Born with the power to kill or resurrect at her slightest touch, Maisie Cothay has spent her childhood sequestered in her family’s manor at the edge of a mysterious forest. Maisie’s father has warned her not to venture into the wood lest she vanish like her female ancestors – but one day he disappears, and Maisie must venture beyond the walls of her carefully constructed life to find him. Away from her home and the wood for the very first time, she encounters a strange world filled with wonder and deception. Yet the farther she strays, the more the wood calls her home. For only there can Maisie finally reckon with her power and come to understand the wildest parts of herself.
 

What Should Be Wild is a dark fantasy that explores the lies we tell one another and the ones we tell ourselves, the half-truths that tug at an idea in the back of our mind we refuse to acknowledge, but that end up calling out to us in whispers anyway. The novel – centered on an only-child and her social-anthropologist father –  is told in first-person when Maisie narrates her seventeenth summer and then in third when author Julia Fine focuses on the history of the Blakely women. (Maisie, it should be known, comes from a long line of “cursed” women who inhabit her home, Urizon, and then disappear into the thicket surrounding it.) Fine’s prose is lush with detail, as thick and tangled in places as the forest that encumbers on the estate. The care with which she sets up the novel’s backstory is evident in every chapter; the history of Maisie’s small, sheltered world is permanently etched into the stone and dirt and trees that both protect Urizon and also suffocate it.

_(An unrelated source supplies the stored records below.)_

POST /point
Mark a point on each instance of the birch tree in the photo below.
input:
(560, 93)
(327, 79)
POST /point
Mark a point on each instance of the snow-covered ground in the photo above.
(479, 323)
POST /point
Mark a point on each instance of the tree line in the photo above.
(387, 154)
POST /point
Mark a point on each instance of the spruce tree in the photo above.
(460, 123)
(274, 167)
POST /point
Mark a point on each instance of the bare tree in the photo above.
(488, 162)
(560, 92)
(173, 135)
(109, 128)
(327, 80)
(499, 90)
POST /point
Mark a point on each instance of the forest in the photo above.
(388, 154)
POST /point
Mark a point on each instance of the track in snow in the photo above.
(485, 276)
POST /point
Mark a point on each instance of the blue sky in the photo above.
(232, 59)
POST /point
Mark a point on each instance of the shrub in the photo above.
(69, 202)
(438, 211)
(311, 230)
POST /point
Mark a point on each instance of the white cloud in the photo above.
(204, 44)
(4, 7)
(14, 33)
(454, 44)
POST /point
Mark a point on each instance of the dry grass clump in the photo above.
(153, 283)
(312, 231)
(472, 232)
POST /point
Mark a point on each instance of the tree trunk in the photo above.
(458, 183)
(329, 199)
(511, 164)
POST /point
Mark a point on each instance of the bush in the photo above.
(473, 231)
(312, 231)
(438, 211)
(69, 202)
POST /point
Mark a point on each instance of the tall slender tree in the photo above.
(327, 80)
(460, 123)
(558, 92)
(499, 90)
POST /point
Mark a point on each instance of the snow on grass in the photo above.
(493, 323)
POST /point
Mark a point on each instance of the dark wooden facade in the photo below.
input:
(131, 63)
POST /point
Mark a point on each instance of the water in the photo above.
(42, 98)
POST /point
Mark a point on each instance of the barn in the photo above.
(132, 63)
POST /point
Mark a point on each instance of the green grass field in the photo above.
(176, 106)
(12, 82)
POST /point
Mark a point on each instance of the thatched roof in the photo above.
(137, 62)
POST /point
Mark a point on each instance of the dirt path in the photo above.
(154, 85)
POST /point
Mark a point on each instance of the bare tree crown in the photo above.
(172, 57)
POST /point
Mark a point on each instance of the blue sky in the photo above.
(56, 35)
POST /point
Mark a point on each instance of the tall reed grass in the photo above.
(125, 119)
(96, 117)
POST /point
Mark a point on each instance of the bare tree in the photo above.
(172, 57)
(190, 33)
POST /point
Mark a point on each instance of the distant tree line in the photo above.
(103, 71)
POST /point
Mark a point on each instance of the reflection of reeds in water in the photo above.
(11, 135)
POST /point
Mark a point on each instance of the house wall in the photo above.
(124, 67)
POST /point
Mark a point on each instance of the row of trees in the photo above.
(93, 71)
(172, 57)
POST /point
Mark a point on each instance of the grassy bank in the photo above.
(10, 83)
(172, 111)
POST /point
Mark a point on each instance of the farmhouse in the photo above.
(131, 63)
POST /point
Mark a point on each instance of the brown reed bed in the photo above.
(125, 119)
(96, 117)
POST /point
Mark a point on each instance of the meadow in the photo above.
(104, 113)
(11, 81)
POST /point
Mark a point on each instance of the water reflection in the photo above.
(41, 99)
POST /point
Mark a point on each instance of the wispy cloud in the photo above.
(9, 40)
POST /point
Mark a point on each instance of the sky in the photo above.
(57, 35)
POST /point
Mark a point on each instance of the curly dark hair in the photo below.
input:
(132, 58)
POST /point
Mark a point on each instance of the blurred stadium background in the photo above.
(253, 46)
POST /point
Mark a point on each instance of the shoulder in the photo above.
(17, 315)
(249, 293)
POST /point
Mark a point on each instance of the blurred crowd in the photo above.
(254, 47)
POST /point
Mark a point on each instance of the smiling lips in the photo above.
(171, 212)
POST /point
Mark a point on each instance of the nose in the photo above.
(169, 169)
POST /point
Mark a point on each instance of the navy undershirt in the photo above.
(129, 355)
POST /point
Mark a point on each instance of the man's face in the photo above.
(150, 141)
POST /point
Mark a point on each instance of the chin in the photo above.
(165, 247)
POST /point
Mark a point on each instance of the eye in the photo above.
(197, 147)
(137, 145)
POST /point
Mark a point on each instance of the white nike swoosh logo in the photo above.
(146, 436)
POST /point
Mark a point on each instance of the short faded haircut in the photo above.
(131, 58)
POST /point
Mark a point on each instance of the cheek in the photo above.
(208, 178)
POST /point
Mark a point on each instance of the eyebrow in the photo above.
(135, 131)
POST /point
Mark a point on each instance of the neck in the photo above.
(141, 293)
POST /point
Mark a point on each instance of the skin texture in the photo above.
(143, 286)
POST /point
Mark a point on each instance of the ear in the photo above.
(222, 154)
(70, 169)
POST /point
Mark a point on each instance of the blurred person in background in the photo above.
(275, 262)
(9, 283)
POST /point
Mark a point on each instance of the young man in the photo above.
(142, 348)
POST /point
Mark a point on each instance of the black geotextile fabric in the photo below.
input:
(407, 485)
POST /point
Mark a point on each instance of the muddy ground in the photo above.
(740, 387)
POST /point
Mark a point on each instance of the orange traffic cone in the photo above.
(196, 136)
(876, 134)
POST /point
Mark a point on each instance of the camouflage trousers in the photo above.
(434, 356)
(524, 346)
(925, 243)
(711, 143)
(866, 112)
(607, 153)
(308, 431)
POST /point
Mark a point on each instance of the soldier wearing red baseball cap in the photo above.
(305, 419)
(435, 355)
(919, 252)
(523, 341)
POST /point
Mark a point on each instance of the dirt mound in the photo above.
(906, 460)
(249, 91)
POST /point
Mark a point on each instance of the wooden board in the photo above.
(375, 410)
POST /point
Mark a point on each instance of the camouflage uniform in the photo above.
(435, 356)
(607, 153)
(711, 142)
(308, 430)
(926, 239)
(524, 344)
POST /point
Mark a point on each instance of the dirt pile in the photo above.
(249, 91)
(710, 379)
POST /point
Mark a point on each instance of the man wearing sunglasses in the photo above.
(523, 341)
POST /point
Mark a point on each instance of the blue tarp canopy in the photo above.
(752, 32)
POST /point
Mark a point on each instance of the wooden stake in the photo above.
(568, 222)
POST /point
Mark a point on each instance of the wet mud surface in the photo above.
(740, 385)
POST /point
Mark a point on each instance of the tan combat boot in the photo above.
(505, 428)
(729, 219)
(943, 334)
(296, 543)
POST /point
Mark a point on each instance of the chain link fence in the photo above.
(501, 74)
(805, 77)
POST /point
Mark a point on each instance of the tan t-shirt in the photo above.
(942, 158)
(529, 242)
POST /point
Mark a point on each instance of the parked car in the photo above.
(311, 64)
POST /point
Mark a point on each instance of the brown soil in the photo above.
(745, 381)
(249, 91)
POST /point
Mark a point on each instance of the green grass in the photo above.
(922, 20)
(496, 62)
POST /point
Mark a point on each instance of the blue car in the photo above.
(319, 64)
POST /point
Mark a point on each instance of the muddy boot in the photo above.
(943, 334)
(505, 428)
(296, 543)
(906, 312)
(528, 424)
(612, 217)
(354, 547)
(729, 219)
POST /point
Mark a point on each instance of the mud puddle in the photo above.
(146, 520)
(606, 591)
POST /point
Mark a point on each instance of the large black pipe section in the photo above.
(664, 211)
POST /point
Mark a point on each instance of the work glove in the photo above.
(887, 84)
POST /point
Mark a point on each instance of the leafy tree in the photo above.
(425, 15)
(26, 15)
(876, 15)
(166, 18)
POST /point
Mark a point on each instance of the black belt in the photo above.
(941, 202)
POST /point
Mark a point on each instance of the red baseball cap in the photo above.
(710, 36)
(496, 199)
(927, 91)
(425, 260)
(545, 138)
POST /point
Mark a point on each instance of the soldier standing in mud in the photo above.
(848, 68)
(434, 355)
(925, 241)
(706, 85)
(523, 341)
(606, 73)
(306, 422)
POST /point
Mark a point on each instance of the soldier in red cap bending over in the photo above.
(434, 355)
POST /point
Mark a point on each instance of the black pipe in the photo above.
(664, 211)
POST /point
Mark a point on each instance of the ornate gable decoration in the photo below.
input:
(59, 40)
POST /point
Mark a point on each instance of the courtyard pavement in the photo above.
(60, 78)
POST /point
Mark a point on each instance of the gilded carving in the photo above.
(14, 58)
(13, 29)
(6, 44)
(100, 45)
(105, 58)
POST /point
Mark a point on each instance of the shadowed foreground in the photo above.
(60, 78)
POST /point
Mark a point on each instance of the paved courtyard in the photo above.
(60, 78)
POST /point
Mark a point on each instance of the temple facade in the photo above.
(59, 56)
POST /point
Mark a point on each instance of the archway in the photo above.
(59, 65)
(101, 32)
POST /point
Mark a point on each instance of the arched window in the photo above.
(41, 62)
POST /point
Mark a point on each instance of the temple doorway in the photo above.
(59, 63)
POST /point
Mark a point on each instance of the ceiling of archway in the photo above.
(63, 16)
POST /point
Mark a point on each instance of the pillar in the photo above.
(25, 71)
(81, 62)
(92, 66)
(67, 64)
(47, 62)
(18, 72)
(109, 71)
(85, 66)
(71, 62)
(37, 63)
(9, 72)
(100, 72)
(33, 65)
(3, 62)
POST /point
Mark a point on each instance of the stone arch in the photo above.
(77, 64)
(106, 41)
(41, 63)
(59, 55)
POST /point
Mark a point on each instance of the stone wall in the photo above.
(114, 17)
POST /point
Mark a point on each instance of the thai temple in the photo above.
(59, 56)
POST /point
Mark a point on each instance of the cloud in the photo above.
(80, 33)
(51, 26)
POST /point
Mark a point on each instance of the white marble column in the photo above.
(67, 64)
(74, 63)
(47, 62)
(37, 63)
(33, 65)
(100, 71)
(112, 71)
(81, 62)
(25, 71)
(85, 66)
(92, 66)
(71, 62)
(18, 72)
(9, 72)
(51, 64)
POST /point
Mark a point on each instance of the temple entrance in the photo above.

I marveled at how timeless the book felt, as if it could have existed alongside the women whose lives it brought into being… perhaps because a part of Maisie exists with all of her ancestors, and they with her. She shares a wild vein that defines all Blakely women – which feels, at times, to physically encircle her ankle and drag her back into the forest. It’s the wildness that defies the Blakely name and its expectations, that marks each one of them as different or even dangerous, that keeps home in the bottom of their gut and dares to ask what if.

Fine’s novel is both the scary story we tell children to teach them fear and also the acceptance and acknowledgment of that fear. It’s a beautiful meditation on societal expectation, familial bond, and the bone-deep, almost physical desires we all have but maybe refuse to acknowledge, intricately woven into the mystery that spurs the plot. And, in a way, the book reminded me of what Grimm’s fairy tales could have been if they’d been more than just preserved medieval folklore. What Should Be Wild succeeds at acknowledging the wildness within its characters, but also letting us decide if that wildness is better left untamed.

What Should Be Wild makes me want to read all of the books set in spooky, scary woods! Here are some I’ve added to my list: The Bear and the Nightingale by Katherine Arden, The Book of Lost Things by John Connolly, The Hazel Wood by Melissa Albert, and Through the Woods by Emily Carroll.